Tell us about your relationship to your art.
I spend at least a few hours, usually more, almost every day working on my art. Mostly, I work on new collections and projects for my rep, who licenses my designs to various manufacturers around the world. If I didn’t have an outlet to create, I’m afraid I would be like a little lost soul.
What's a project that has been exciting you lately?
I’m most excited about some collections I’ve created lately that are a combination of hand lettering and all over patterns. They have lots of color, pattern and texture, which is always exciting to me.
Tell us a little of your motherhood journey.
I have two children, one boy and one girl, who are 22 and 19. Young adults now! So hard to believe! My journey has not been exactly typical, because my son has autism. He was diagnosed when he was 3 years old, when I was pregnant with my daughter. It was and continues to be a roller coaster journey, but luckily my daughter was typically developing, so I had a balance of special and more normal needs with my children.
What are some crucial elements of your process? How has that changed since having children?
When my kids were small, I was making art the more traditional way, with paint, inks, etc. on paper. I found it really difficult to find the time to work that way, to get all the stuff out, to make a mess, then clean it up. That’s when I started to work digitally. I taught myself how to use Adobe Illustrator and have been happily using it ever since!
Now that the kids are pretty much grown up, it’s not as relevant now, but when my daughter was young, we did a lot of projects together. She would often create her own version of whatever I was working on. It was priceless.
Do you find your attitude towards your art might be different because of your parenting / has it changed since you became a parent?
Yes, most definitely! I design a lot of art that has a whimsical, childlike feel to it. This is all due to the fact that I spent a lot of time reading children’s books to my kids when they were little and admiring the beautiful art.

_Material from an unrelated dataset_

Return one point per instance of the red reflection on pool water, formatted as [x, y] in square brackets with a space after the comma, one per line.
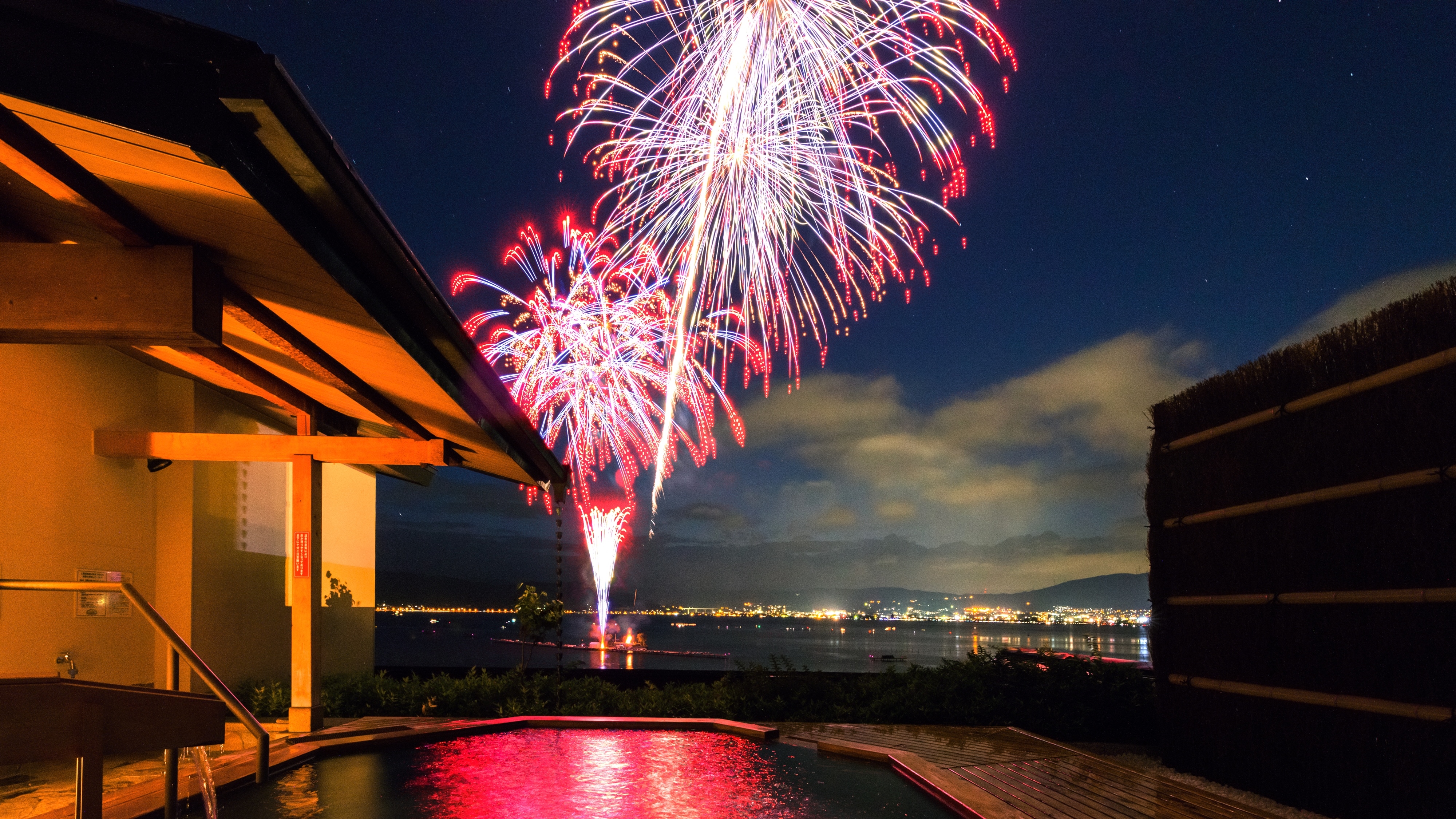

Are your children ever subjects in your art?
Aside from the obvious need of more time, what has been one of the most difficult obstacles you’ve had in regards to parenting and your art?
When the kids were really small, I think my creativity left me for a few years! Honestly, there were a few years where I didn’t make much art at all! I think that’s OK, though. To give yourself a break, to really focus on being a mom for awhile, then get back into whatever you were doing, as your time frees up and you have more energy to be creative.
In turn, what are some of the saving graces?
I can get really lost to time, when I’m creating, so it was and still is, a great escape from the real world.
How do you escape?
I like to exercise, watch movies and read books, when I’m not making art.
What advice do you have for expectant mothers in your field?
Like I said earlier, it’s OK to give yourself a break, but I also think it’s good to keep your skills up, so when the kiddos are old enough to go to school and you have more time, you can easily get back into it.